Moonlight

The moonlight, so the reflected moonlight, whether as a semblance of sunlight ( Moonlight ) or as a reflection of Earthshine ( earthshine ), is on average only one-millionth of the earth directly reach sunlight. Nevertheless, we the moon from the crescent appears blindingly bright, which is due to the contrast with the dark starry sky and the adaptation of the eye.

The intensity of moonlight depends primarily on three factors:

The latter two factors also affect the color of the moonlight.

The brightness of the full moon is in the astronomical brightness scale on average -12.5 likes, but varies with its distance from the Earth ( / - eight percent) by up to 17 per cent or 0.2 mag.

The brightness of the crescent is not based around 50 percent on the full moon, as one might think at first, but only about 11 percent, since only a fraction of the diffusely reflected light reaches the earth, which is approximately thrown back at right angles to the solar radiation, and the surface relief of the moon also casts shadows. With a very thin crescent, the brightness is only three to five percent of the full moon. In addition to the bright sunlit part of the moon surface erdzugewandten you can often also see the darker part, the not sun exposed, but the " whole earth " lit. This reflection of the Erdlichts, the " ashen moonlight ", makes up about 0.01 percent of the moonlight on a full moon.

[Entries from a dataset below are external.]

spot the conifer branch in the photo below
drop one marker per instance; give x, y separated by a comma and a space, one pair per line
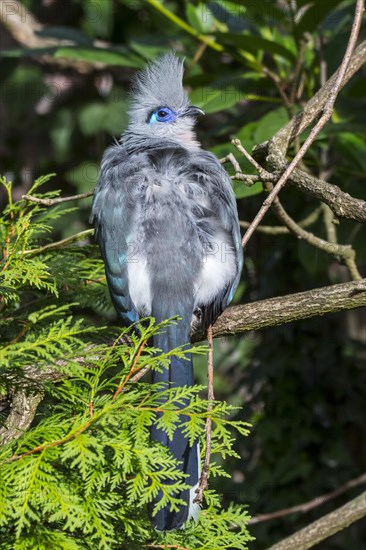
203, 483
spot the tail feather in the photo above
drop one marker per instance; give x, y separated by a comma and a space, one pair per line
179, 373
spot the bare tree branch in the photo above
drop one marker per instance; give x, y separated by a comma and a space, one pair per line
203, 483
346, 252
314, 503
235, 320
327, 113
285, 309
326, 526
58, 200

Compared with the full moon, the sun is 300,000 times and 400,000 times brighter (-26 mag), the brightest planet Venus about 1500 times weaker (-4.4 mag) and the brightest star Sirius about 25,000 times weaker (-1.5 may ). The illuminance at the full moon and clear night is on Earth around 0.2 lux These differences appear to us considerably damped, because the sensations of the eye are perceived subjectively scaled approximately logarithmically according to their intensity differences ( Weber- Fechner law ).

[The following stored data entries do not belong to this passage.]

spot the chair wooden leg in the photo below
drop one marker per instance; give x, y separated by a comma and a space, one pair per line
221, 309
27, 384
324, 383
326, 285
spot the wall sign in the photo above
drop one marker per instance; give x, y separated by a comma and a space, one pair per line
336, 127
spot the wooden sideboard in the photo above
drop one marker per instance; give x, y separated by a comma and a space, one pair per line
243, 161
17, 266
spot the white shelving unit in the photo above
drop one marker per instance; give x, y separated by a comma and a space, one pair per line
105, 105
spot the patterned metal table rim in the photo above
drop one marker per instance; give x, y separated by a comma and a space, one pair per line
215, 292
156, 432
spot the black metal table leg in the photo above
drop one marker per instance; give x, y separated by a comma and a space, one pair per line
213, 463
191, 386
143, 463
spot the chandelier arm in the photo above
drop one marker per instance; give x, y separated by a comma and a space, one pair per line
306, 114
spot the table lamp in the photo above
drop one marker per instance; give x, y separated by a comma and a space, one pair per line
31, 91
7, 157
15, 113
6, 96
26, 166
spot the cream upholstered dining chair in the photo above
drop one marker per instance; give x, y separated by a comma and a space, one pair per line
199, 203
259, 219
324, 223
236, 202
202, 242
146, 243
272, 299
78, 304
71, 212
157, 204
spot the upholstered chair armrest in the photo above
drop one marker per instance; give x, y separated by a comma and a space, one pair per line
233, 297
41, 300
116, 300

A striking phenomenon can also be the Halo or yard of the moon. In cold autumn and winter nights high air layers can contain ice crystals, distract the parts of the moonlight side, so that a bright, sometimes slightly greenish pearly ring is formed. Depending on the position of this ice clouds can be only a few degrees of angle, as well as about 20 degrees, and ( rarely ) to about 40 degrees. The moonlight is thus only marginally weaker.